Slippery slopes be damned, Microsoft put a tool on the Web today that guesses the age and gender of a person in a photo. In many cases, the tool was spot on; in others, hilarity ensued.
The site, how-old.net, is a machine-learning test that was originally sent to a few hundred people, according to a blog post explaining the thing. But thousands ended up flocking to the site, in large part because the results can be hilarious. Some examples:
Yes, former Portland Trail Blazers center Greg Oden is a man, but Microsoft missed his age by 20 years.
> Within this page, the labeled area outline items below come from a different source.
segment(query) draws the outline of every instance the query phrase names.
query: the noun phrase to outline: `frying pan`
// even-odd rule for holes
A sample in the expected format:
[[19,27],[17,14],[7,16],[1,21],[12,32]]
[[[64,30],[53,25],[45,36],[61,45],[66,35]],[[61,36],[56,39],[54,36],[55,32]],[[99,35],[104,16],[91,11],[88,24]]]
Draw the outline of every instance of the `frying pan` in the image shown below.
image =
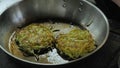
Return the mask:
[[[37,19],[64,19],[72,21],[73,24],[80,24],[90,31],[97,48],[79,59],[58,64],[37,63],[12,55],[8,49],[11,34],[16,28]],[[86,0],[24,0],[8,8],[0,16],[1,49],[15,59],[31,64],[61,65],[80,61],[98,51],[106,42],[108,35],[109,23],[106,16]]]

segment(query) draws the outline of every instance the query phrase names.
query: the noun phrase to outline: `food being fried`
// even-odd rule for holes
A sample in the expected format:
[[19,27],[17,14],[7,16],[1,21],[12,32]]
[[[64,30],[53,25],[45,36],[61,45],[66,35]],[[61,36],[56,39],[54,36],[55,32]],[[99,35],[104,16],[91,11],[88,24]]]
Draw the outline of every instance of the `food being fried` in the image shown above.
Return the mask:
[[39,54],[53,46],[54,37],[50,29],[40,24],[30,24],[16,32],[16,44],[29,55]]
[[88,30],[73,29],[67,34],[60,34],[56,40],[56,48],[60,54],[77,59],[93,51],[95,41]]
Don’t blame the software, though — I say Oden looks closer to 55.
Surprisingly, making childish facial expressions doesn’t trick Microsoft’s algorithm into thinking the person is younger. Former CEO Steve Ballmer experiences the opposite here — that wagging tongue adds 19 years.
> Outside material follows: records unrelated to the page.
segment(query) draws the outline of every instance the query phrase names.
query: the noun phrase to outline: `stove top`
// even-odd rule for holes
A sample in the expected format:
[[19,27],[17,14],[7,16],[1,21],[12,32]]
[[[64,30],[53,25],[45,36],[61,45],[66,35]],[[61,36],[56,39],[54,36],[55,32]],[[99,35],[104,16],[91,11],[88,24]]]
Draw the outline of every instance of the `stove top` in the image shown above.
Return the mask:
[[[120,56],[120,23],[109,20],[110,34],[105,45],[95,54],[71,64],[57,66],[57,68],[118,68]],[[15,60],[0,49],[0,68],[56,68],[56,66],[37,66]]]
Microsoft’s tool also tells us plenty about fictional characters. The Internet freaked out when Suicide Squad director David Ayer tweeted this image from the upcoming superhero flick of Jared Leto in full Joker getup, but nobody knew Leto was playing a villain eligible to collect full Social Security benefits who also happens to be a woman.
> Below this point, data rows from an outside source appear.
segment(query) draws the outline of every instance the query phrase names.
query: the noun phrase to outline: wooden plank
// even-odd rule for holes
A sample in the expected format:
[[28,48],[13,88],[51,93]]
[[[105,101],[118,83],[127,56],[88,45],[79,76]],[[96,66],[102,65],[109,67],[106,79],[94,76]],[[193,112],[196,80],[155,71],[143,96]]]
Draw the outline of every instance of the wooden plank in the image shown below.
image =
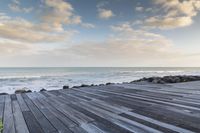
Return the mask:
[[40,109],[40,111],[45,115],[45,117],[51,122],[51,124],[57,129],[59,133],[72,133],[60,120],[56,118],[56,116],[54,116],[53,113],[51,113],[48,110],[47,107],[42,105],[38,99],[33,98],[34,96],[37,97],[37,93],[30,93],[27,95],[33,101],[33,103]]
[[16,133],[29,133],[17,101],[12,101]]
[[22,98],[21,94],[17,94],[17,101],[19,102],[19,106],[21,108],[22,111],[30,111],[30,109],[28,108],[28,106],[26,105],[24,99]]
[[60,112],[57,108],[50,105],[47,99],[38,99],[40,103],[42,103],[46,108],[49,109],[51,113],[53,113],[60,121],[64,123],[67,127],[75,127],[78,126],[74,121],[66,117],[62,112]]
[[44,133],[31,111],[22,112],[30,133]]
[[140,123],[131,121],[129,119],[126,119],[124,117],[121,117],[119,115],[115,115],[113,113],[110,113],[108,111],[102,110],[100,108],[96,108],[94,106],[88,105],[87,103],[77,103],[77,105],[81,106],[82,108],[95,113],[96,115],[99,115],[100,117],[107,119],[118,126],[125,128],[131,132],[140,132],[140,133],[146,133],[146,132],[152,132],[152,133],[160,133],[160,131],[155,130],[153,128],[147,127],[145,125],[142,125]]
[[0,120],[3,119],[4,105],[5,105],[5,98],[4,96],[0,96]]
[[63,114],[65,114],[68,118],[72,119],[73,121],[75,121],[76,123],[78,123],[79,125],[81,125],[82,123],[88,123],[91,121],[94,121],[93,119],[89,118],[88,116],[82,114],[79,111],[74,110],[73,108],[67,106],[65,103],[65,101],[63,100],[63,102],[59,102],[58,99],[61,99],[60,97],[54,97],[54,98],[50,98],[49,99],[49,104],[52,104],[53,106],[55,106],[57,109],[59,109],[59,111],[61,111]]
[[36,120],[40,124],[41,128],[45,133],[56,132],[57,130],[53,127],[53,125],[47,120],[47,118],[41,113],[41,111],[34,105],[34,103],[28,98],[26,94],[23,94],[26,104],[30,108],[31,112],[35,116]]
[[93,122],[95,125],[98,123],[97,127],[99,127],[100,129],[104,129],[104,131],[110,132],[110,133],[132,133],[128,130],[126,130],[123,127],[120,127],[118,125],[116,125],[115,123],[112,123],[110,120],[104,119],[98,115],[96,115],[95,113],[92,113],[90,110],[86,110],[84,108],[82,108],[81,106],[77,106],[77,104],[70,104],[69,106],[71,106],[72,108],[81,111],[82,113],[84,113],[85,115],[93,118],[95,120],[95,122]]
[[9,95],[5,96],[3,133],[15,133],[15,125],[12,113],[12,103]]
Speaking of gender, Microsoft releasing this toy that guesses people’s gender was ethically questionable. Why? Well …
As many were recently reminded, gender isn’t as simple as male or female.
There are other curiosities that have emerged, none as befuddling as what I’ll call the Ginsburg Quandary. Microsoft’s tool gave back 28 years to the 82-year-old Supreme Court justice Ruth Bader Ginsburg.
But, inexplicably, Ruth Baby Ginsburg’s age was inflated by roughly 700 percent.
I dissent too, R-Baby-G — clearly machine learning has a long way to go.